Dunkeld drew in a deep breath, shifting his weight again. “And you think I would allow a woman to be killed for that?”

Pitt remained motionless. “Do you believe he would have gone on killing, every time the same set of circumstances arose?” he inquired with no edge to his voice.

Dunkeld considered his answer before he gave it. “Do such men usually stop, if no one prevents them?” he countered.

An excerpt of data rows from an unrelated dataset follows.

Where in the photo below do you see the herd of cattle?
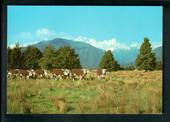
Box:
[7,69,106,80]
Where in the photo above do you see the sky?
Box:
[7,6,163,50]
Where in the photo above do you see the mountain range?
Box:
[29,38,162,68]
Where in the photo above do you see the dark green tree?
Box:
[155,61,162,70]
[99,50,121,71]
[9,43,23,69]
[135,38,156,71]
[7,47,12,69]
[23,46,42,69]
[54,46,82,69]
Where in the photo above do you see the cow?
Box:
[70,69,88,80]
[96,69,106,79]
[51,69,64,79]
[18,69,33,79]
[61,69,70,78]
[7,69,19,79]
[32,69,48,78]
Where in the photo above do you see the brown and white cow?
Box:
[96,69,106,79]
[32,69,48,78]
[70,69,88,80]
[51,69,64,79]
[18,69,33,79]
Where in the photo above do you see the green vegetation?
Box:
[135,38,156,71]
[7,71,162,114]
[8,44,82,70]
[99,50,121,71]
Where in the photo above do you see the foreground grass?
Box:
[7,71,162,114]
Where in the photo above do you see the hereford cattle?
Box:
[61,69,70,78]
[18,69,33,79]
[71,69,88,80]
[96,69,106,78]
[51,69,64,79]
[32,69,48,78]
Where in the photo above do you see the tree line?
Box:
[8,38,162,71]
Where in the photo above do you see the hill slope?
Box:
[29,38,162,68]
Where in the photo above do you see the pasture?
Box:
[7,71,163,114]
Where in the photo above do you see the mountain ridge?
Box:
[28,38,162,68]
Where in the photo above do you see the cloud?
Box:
[9,28,162,51]
[35,28,57,40]
[74,36,139,51]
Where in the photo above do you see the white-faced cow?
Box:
[96,69,106,79]
[32,69,48,78]
[70,69,88,80]
[51,69,64,79]
[18,69,33,79]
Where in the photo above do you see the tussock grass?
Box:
[7,71,162,114]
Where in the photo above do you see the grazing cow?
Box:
[7,69,19,79]
[32,69,48,78]
[71,69,88,80]
[18,69,33,79]
[96,69,106,79]
[61,69,70,78]
[51,69,64,79]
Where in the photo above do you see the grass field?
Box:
[7,71,162,114]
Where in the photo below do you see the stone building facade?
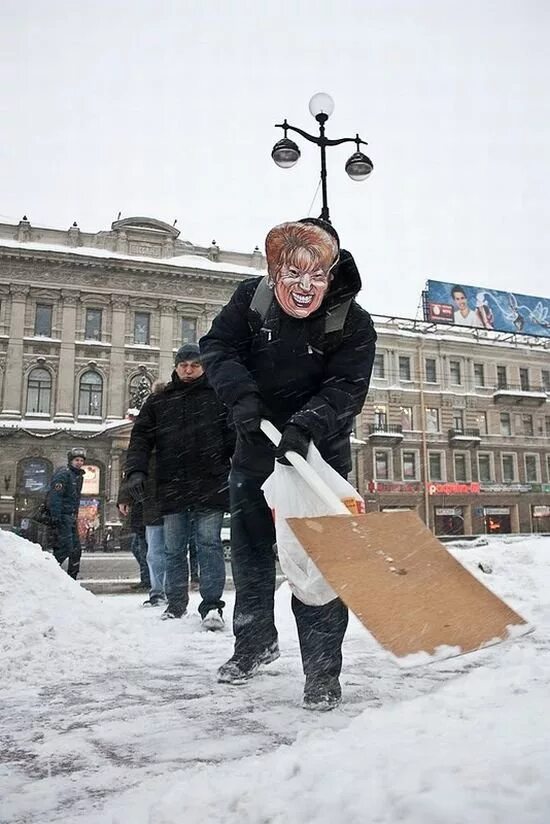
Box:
[0,217,265,527]
[0,212,550,534]
[357,318,550,534]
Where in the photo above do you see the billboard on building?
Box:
[424,280,550,338]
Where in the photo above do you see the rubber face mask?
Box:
[266,223,338,318]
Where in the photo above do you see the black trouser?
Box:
[229,469,348,676]
[51,515,82,579]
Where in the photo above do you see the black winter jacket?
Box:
[200,249,376,475]
[126,371,234,515]
[46,466,84,521]
[117,452,162,535]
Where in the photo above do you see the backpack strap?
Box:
[249,276,352,345]
[325,298,352,335]
[249,276,273,323]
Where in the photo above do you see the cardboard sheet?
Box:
[288,512,532,658]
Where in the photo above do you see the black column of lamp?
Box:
[271,92,374,223]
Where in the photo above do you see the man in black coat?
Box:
[200,219,376,709]
[46,446,86,579]
[126,343,234,629]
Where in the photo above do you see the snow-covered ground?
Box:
[0,532,550,824]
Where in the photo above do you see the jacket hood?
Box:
[323,249,361,308]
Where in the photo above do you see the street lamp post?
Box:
[271,92,374,223]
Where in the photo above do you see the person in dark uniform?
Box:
[46,446,86,579]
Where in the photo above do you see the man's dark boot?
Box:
[302,673,342,712]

“Not in my experience,” Pitt replied.

“Then to ensure he was caught, it is desperate perhaps, but better than allowing him to continue,” Dunkeld reasoned. “You did not catch him.”

“I was not in Africa.”

“Your arrogance is amazing!” Dunkeld almost laughed. “And do you suppose if you had been, that you would have done any better? For God's sake, man, enclosed in the Palace, with only three of us to choose from, you still couldn't do it!”